To put this into practice, the authoring a finding rule with AND/OR criteria guide walks through building, previewing, and approving a real rule step by step. Where this article explains why the engine works the way it does, the guide shows you how to drive it.
Frequently Asked Questions
What is a finding rule engine?
A finding rule engine is a no-code policy layer that encodes triage decisions as named, priority-ordered rules and applies them automatically to findings. In PMAP, each rule pairs a declarative AND/OR criteria tree of more than 25 matchable fields and 16 operators with one of 8 action types, such as severity override, risk acceptance, or auto-assignment. Rules fire inline as findings are created and on demand during bulk re-evaluation, so the same triage judgment is applied consistently instead of being repeated by hand on every import.
How is a rule different from a runbook in PMAP?
A rule mutates a finding inline as it enters the platform. Its action set is focused on shaping the finding itself, such as overriding severity, assigning an owner, appending a tag, or normalizing a title. A runbook is an event-triggered playbook that responds to events with a broader action catalog, including opening tickets, sending notifications, and triggering scans. In short, a rule reshapes a finding, and a runbook orchestrates a response. The two layers complement each other and are covered separately in our runbook automation article.
Can I preview a rule before it changes anything?
Yes.
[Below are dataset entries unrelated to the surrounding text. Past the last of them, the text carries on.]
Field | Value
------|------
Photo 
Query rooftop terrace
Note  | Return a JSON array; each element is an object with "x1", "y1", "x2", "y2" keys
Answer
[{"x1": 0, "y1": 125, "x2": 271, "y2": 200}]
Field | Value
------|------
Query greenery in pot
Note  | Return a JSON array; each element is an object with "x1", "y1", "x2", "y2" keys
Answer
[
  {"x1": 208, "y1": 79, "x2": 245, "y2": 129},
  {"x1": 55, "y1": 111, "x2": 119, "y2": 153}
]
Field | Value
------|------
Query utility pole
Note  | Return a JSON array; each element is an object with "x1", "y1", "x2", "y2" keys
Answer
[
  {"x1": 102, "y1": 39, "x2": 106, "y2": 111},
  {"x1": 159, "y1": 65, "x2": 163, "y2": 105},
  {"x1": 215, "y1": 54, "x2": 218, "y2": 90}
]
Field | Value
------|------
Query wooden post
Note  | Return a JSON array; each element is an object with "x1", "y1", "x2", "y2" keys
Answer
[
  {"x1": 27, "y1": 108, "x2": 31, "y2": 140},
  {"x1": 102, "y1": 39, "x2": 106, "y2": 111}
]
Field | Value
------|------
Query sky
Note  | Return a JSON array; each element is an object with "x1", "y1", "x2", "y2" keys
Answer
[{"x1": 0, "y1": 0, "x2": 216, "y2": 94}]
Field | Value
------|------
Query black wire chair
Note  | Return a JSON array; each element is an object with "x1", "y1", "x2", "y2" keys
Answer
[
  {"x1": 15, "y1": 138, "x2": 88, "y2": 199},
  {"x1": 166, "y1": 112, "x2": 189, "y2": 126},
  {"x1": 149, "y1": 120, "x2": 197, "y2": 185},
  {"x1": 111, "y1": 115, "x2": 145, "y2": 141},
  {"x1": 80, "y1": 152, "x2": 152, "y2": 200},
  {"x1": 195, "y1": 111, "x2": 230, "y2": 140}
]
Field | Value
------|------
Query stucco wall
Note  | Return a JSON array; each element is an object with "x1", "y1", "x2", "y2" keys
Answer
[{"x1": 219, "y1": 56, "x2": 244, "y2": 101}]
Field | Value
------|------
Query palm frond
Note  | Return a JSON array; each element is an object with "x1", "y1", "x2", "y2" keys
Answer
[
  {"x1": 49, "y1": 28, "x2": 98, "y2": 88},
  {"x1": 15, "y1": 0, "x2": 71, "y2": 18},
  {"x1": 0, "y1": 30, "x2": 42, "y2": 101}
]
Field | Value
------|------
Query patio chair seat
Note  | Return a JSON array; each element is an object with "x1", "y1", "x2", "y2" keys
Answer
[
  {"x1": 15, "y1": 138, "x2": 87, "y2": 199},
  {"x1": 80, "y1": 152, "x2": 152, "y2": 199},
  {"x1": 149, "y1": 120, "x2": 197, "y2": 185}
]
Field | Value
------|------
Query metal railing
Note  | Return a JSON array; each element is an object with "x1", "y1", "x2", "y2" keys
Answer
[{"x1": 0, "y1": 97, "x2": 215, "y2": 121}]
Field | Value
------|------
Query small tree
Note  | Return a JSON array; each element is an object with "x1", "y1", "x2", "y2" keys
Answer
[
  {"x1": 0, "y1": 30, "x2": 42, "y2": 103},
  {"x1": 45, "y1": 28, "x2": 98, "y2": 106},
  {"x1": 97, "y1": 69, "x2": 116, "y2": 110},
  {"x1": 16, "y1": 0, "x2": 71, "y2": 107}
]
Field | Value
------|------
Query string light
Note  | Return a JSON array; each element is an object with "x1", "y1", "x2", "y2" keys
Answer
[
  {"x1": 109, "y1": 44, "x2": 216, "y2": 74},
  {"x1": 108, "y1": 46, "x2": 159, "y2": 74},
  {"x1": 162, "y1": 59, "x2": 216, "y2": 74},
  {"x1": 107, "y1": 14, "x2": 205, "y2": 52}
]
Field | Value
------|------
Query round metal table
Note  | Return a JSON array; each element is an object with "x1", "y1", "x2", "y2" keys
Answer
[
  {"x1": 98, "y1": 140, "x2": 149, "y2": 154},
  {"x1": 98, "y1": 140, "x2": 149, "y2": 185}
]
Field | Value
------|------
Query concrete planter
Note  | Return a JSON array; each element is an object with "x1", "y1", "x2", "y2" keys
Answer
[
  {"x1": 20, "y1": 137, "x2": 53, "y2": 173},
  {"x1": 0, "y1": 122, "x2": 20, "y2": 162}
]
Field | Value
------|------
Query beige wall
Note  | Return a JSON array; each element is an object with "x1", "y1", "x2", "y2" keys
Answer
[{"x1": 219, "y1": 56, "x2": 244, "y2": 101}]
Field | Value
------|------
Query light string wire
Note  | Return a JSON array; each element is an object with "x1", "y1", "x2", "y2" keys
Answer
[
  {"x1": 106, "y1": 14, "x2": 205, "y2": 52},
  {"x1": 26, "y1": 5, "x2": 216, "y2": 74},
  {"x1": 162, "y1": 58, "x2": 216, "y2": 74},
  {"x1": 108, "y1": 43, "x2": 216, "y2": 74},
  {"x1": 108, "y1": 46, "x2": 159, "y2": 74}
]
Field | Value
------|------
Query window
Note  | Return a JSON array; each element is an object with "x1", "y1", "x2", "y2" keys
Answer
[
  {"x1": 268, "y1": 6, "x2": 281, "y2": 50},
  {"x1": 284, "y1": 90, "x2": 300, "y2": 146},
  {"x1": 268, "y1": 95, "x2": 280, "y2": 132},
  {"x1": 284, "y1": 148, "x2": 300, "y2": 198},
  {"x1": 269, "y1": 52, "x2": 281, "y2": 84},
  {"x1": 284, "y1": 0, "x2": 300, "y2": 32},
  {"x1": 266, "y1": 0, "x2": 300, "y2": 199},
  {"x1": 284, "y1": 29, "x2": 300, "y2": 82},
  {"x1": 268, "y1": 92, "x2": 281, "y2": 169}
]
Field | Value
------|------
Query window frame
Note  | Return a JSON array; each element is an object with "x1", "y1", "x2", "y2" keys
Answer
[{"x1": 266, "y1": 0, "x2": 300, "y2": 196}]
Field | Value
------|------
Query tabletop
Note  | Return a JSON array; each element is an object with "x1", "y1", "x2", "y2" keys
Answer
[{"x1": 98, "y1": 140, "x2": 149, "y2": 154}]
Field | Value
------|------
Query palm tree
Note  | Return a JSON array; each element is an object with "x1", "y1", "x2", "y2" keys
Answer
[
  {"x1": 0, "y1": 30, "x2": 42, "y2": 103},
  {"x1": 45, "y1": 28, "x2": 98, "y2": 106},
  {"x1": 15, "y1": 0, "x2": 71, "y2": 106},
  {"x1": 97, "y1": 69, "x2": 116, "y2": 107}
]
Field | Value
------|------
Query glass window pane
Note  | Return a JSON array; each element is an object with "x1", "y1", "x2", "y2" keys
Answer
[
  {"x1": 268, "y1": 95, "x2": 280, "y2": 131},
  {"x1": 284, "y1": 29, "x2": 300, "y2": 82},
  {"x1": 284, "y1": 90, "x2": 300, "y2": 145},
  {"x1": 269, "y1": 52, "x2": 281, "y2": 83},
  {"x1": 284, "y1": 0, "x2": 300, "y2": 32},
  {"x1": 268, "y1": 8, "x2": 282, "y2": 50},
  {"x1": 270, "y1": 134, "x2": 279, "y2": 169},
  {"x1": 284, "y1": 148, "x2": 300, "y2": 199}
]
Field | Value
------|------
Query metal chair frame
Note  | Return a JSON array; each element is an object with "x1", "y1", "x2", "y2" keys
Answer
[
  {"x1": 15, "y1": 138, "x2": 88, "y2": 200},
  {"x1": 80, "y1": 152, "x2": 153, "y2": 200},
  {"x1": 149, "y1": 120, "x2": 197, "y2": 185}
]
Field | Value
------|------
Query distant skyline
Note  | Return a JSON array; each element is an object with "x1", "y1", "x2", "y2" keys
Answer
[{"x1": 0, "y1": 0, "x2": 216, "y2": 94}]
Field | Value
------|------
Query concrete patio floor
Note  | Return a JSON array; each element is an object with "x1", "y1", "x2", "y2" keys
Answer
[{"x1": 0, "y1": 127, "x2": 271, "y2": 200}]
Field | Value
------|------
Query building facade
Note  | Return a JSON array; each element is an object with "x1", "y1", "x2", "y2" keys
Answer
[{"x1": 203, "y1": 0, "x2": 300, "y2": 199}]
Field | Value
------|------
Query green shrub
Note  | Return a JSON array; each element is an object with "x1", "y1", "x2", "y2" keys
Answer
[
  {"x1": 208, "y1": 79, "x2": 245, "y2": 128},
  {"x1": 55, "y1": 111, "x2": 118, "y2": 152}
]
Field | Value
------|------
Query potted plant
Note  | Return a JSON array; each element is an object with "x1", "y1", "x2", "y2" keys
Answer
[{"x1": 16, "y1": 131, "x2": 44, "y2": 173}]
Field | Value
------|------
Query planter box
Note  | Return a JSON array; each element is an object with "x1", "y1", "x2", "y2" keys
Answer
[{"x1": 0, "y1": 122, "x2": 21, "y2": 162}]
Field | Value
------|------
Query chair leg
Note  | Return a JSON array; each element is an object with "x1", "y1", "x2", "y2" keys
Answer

PMAP gives you a dry-run preview that runs a rule against up to 500 active findings and returns the before and after values for each one, with no database writes. There is also a live Affected Findings view that evaluates the criteria against up to 5,000 recent findings to show the full blast radius. Both let you quantify a rule’s impact precisely before you ever activate it.
What stops a rule from mutating findings without oversight?
Two controls. First, any rule can require four-eyes approval. When requires_approval is set, the rule moves through draft, pending, and approved states, and the evaluator skips it until it is approved. The approver must be a different person from the creator, enforced at the server, so self-approval is impossible. Second, an empty criteria tree is rejected outright, because a rule with no conditions would match every finding. A rule cannot go live unreviewed if you require approval, and a rule cannot accidentally match everything.
Can I undo a rule after it has changed findings?
Yes. Revoke walks the rule’s audit log and restores each affected finding. Safe mode, the default, only restores findings whose state still matches the rule’s snapshot, so any manual edits made after the rule ran are preserved and reported as skipped. Force mode restores everything unconditionally. For large rollbacks above 5,000 audit rows, revoke runs as an async job with progress polling, so even a wide rollback completes safely.
How do I know which rule changed a finding’s severity?
Every successful application stamps override fields onto the finding, including the rule name and a human-readable message such as “Rule ‘No Exploit Critical → High’: severity critical → high”. That message appears as a badge on the finding detail page, with the before and after severity values. Behind it, the full per-finding history lives in the rule’s audit log, so the change is both visible to analysts and queryable for audit.
Are rule changes idempotent on re-evaluation?
Yes, where it matters. The append_tag action deduplicates before committing, so re-running a rule on a finding that already carries the tag adds no duplicate and writes no spurious audit entry. That makes bulk re-evaluation safe to run as a routine sweep after a policy refresh, without tags piling up or the audit log filling with no-ops. Rules can also carry an expiry, after which the evaluator skips them automatically while keeping the historical record intact.